Will Radiohead be successful? Will they earn a dime? One thing is for sure, they will gain a new audience of listeners who would otherwise not have been willing to purchase a CD for $16.00, but will surely download and sample the new tracks for free or for a nominal price. But from this, it’s easy to predict that Radiohead will surely increase sales of their previous albums as a new set of listeners discover the group because they’ve opened their content to the consumer.

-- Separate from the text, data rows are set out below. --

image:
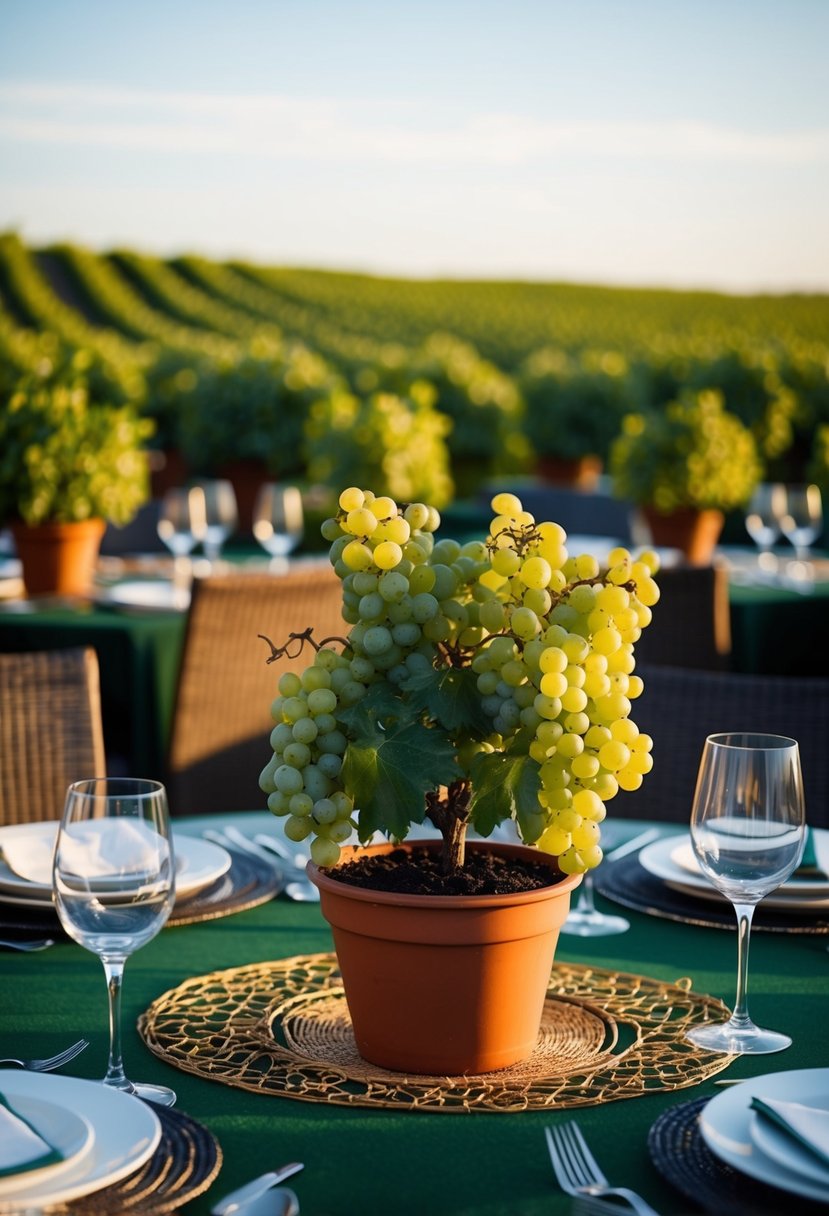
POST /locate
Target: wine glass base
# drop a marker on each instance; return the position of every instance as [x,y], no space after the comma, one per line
[593,924]
[733,1040]
[157,1093]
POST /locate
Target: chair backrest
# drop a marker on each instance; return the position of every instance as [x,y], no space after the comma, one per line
[691,625]
[680,708]
[221,721]
[50,730]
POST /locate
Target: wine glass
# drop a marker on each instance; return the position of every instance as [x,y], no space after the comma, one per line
[114,884]
[586,921]
[748,832]
[763,521]
[802,517]
[220,516]
[181,524]
[277,521]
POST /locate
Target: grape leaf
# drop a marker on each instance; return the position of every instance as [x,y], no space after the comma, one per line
[502,787]
[450,697]
[390,765]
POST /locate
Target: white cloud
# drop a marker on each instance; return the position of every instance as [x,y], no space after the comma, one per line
[325,130]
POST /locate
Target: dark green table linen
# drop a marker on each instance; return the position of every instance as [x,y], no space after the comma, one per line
[379,1163]
[139,658]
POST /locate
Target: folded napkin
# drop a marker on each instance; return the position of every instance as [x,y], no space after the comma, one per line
[22,1147]
[97,845]
[807,1125]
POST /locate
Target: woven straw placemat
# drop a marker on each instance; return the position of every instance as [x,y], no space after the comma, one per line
[283,1028]
[184,1165]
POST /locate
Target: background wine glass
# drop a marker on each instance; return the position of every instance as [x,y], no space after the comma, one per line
[114,885]
[763,521]
[220,516]
[802,518]
[277,521]
[748,831]
[181,524]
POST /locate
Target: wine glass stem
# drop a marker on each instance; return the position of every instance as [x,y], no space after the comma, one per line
[744,915]
[113,969]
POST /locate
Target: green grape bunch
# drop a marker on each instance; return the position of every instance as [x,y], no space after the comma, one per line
[477,682]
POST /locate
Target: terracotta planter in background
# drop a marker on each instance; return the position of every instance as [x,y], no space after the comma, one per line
[695,533]
[58,558]
[445,984]
[581,473]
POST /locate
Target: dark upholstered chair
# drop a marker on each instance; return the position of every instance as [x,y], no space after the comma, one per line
[680,708]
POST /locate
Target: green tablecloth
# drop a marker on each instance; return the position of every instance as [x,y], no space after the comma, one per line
[370,1161]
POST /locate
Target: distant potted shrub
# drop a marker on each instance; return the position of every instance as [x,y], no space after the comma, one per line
[684,466]
[573,412]
[67,467]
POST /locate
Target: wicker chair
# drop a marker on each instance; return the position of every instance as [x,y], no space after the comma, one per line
[221,722]
[680,708]
[50,730]
[691,625]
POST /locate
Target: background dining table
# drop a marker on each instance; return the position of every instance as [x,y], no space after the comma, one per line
[399,1160]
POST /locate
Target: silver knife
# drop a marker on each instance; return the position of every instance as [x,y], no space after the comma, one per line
[252,1191]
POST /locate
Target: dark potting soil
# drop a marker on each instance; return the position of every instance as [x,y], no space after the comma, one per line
[417,872]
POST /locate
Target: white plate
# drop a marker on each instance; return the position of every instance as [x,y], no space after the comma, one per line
[157,595]
[658,860]
[65,1130]
[127,1133]
[727,1120]
[779,1147]
[684,857]
[197,863]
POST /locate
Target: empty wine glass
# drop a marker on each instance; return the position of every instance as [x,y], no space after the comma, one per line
[802,518]
[114,884]
[181,525]
[763,522]
[220,516]
[748,832]
[277,521]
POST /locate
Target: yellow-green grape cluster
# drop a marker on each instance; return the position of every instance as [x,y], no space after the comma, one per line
[302,778]
[562,665]
[402,594]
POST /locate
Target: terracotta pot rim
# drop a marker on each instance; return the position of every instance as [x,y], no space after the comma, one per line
[365,894]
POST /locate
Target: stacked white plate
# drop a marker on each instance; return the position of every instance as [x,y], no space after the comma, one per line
[672,860]
[102,1135]
[26,851]
[754,1146]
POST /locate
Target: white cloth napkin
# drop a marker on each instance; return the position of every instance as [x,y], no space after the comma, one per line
[21,1146]
[807,1125]
[99,846]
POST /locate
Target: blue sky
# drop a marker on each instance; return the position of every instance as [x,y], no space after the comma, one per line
[677,142]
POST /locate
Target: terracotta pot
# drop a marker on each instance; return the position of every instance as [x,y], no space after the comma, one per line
[582,473]
[445,984]
[695,533]
[58,558]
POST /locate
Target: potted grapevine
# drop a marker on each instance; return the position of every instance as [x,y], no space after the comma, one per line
[475,685]
[68,463]
[686,465]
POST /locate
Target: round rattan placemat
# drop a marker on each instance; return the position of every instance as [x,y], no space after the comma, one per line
[184,1165]
[681,1155]
[282,1028]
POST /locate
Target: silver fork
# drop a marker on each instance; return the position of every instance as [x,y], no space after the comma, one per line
[51,1062]
[577,1171]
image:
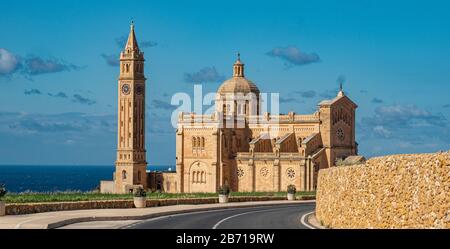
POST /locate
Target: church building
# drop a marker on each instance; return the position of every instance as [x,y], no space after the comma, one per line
[236,145]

It is the same with Internet radio stations, where the absurdity over the proposed rates to be paid by Internet radio stations was just recently put on hold. In the age of HD radio broadcasts and radio-to-computer devices, what sense did it make to treat Internet radio any differently from traditional FM radio and even satellite radio? Like traditional broadcast radio, Internet radio serves the same purpose in that it allows consumers to discover artists that would otherwise not have been given a glance (every CD I’ve purchased in the last 5 years has been a result of hearing the artist or group on an Internet radio station first). It’s simply that I’d rather listen to music from my computer than from my stereo. To the consumer, the nuances of distribution and control of the media are irrelevant: the consumer just wants to listen to the music and it’s really no different than an HD radio broadcast.
The media companies need to adapt and embrace technology. They need to study how consumers want to use the content. They need to understand that the old models won’t work anymore in a connected world where content is expected to be transferrable with little hassle and reusable by the consumer (just as a CD should play in your car, in your desktop stereo, on your computer, or from a portable CD player (do people still use those?)).